O Alan Kurdi mexicano?
Desde o último fim de semana, circulam caricaturas e montagens na internet e ardem as redes sociais mexicanas com imagens como essa. Elas se baseiam no registro, infelizmente real, de um brutal assassinato de um jovem casal e de seu filho de sete meses, que não sai dos noticiários de TV e do destaque dos principais jornais do México. Pela primeira vez desde o início da guerra ao narcotráfico, em 2006, que já deixou mais de 80 mil vítimas fatais, os meios de comunicação não tiveram pudores em exibir a foto desse crime brutal, talvez movidos por um sentimento coletivo de que essa situação de guerra civil dentro do país já superou os limites do que poderia ser aceitável. Está claro que o combate ao narco, do modo como está sendo feito, é um fracasso.
A imagem verdadeira, que inspira a ilustração acima e a de tantos outros cartunistas que se mobilizaram nos últimos dias, é esta:
O bebê assassinado chamava-se Marcos Miguel Pano Colón, e a família foi vítima de um tiroteio entre facções criminosas que disputavam território na cidade de Pinotepa Nacional, no Estado de Oaxaca, um dos mais pobres do país.
Desde já esclareço que sou contra comparar tragédias no sentido de dizer que algumas vítimas recebem mais atenção que outras porque são parisienses e não libanesas, sírias e não alemãs, ricas e não pobres e por aí vai. Toda vida humana perdida de uma forma tão terrível é lastimável e merece séria e contundente resposta. Tanto Alan como Marcos Miguel ainda esperam pela Justiça que lhes corresponde.
O episódio, porém, vem marcando uma reflexão da própria mídia mexicana, que até aqui se eximia de publicar imagens fortes, em parte para “não fazer o jogo” dos criminosos, dando publicidade a suas barbaridades. Mas há os que opinam, e com quem pessoalmente concordo, que deixar de mostrar essas imagens faz com que a notícia se desumanize. Uma coisa é ler: “Tiroteio entre cartéis mata garoto de 7 meses”, outra é ver uma imagem como essa. No México, são tantos os anos de guerra, e tantas as notícias de mortes terríveis, de degolas e de fossas coletivas, que a ideia da tragédia se banaliza e perde impacto no cotidiano. E isso não deveria acontecer.
Provoca, ainda, uma reflexão a meios latino-americanos, que reproduzem a tragédia de Aylan emotivamente, mas não as vítimas das situações conflitivas na Colômbia, no Rio de Janeiro, na Venezuela. A imagem de Alan ajudou a mudar o tratamento que os europeus, de um modo geral, deram aos refugiados sírios. A de Marcos Miguel trará alguma consequência positiva nesse sentido de mobilizar sociedades e governos.
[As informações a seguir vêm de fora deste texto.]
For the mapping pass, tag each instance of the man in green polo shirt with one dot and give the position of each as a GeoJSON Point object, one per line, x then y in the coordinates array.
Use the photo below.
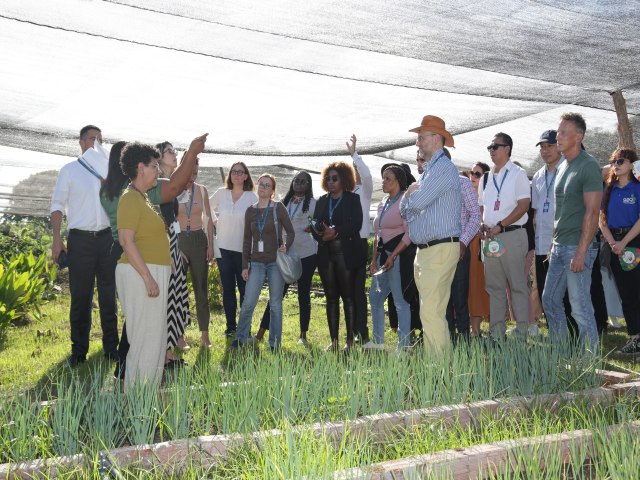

Deveria.
Em uma entrevista recente, o escritor mexicano Fernando Del Paso (“Notícias Del Império”) escreveu que lamentava que, até hoje, aos 80 anos de idade, ainda aprendia o nome das localidades mexicanas por conta dos massacres que aí ocorriam. Michoacán, Tlatlaya, Apatzingán, Ayotzinapa são algumas das que entraram no glossário recente por conta de episódios sangrentos. A elas se junta agora Pinotepa, uma cidade do Estado pobre de Oaxaca, onde garotos são recrutados para integrar os cartéis e adultos são empregados com salários miseráveis nas plantações de papoula para produção de heroína exportada aos EUA em grandes quantidades.
O papa Francisco visitará o México no próximo dia 12. Já fez brincadeiras sobre se vai ou não “tomar tequila” e tem preparada para ele uma festa em que até a primeira-dama, a atriz ex-Televisa Angelica Rivera, preparou um CD com artistas nacionais cantando em sua homenagem. O pontífice visitará, entre outros locais, Morelia, a capital do Estado de Michoacán, um dos locais em conflito, com uma grande presença de forças paramilitares em conflito com cartéis e Exército.
Seria importante que o religioso mencionasse o assunto para além da mensagem de “combate às drogas”, e sim pedindo ações alternativas e a desestigmatização da discussão.